Just thinking out loud.

By Scott Wells

Scott Wells, 46, is a Universalist Christian minister doing Universalist theology and church administration hacks in Washington, D.C.


  1. Are you suggesting we altar the way we do things?

    More seriously, I wish my congregation did communion. Our fear and loathing of Christianity blinds us to the basic human emotions evoked in such rituals. Do you think that perhaps one reason for our poor membership retention rate- what I believe to be the reason for our lack of growth- is that the lack of any community building liturgy and ritual makes us lack depth of commitment, making it easier to just drift away?

  2. Oh, Joel: please tell me you spelled it altar on purpose. Either way, it made my morning.

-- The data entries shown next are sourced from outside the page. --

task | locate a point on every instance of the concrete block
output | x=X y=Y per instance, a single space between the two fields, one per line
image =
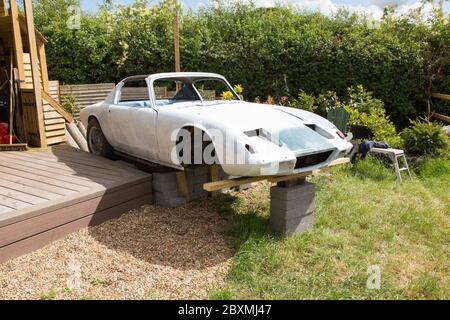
x=303 y=205
x=168 y=200
x=192 y=179
x=292 y=208
x=293 y=192
x=165 y=177
x=172 y=203
x=168 y=186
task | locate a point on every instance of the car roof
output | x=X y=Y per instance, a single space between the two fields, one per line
x=175 y=75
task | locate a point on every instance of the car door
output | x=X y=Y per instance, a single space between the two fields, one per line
x=132 y=121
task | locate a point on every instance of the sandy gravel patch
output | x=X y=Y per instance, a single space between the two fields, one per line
x=150 y=253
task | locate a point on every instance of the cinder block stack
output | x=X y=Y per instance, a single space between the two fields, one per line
x=166 y=192
x=292 y=208
x=196 y=177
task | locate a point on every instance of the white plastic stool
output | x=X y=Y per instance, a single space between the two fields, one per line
x=397 y=157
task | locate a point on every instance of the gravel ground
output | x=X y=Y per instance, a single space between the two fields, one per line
x=150 y=253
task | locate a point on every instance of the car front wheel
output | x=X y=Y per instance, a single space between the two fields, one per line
x=97 y=142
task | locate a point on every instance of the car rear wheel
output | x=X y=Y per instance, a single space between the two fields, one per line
x=97 y=142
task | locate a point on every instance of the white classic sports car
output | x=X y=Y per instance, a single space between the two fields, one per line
x=180 y=119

    But since communion persisted — not unhappily — after the main service, say, once a quarter, I think it might be the right thing to ask for, by those who want it, and hard to object to.

  3. Re: altar- My wife says, “He’s an incorrigible punster, so don’t incorrige him!”

    The only form of communion at our congregation is the Thanksgiving bread service, so for us it’s once a year, not once a quarter.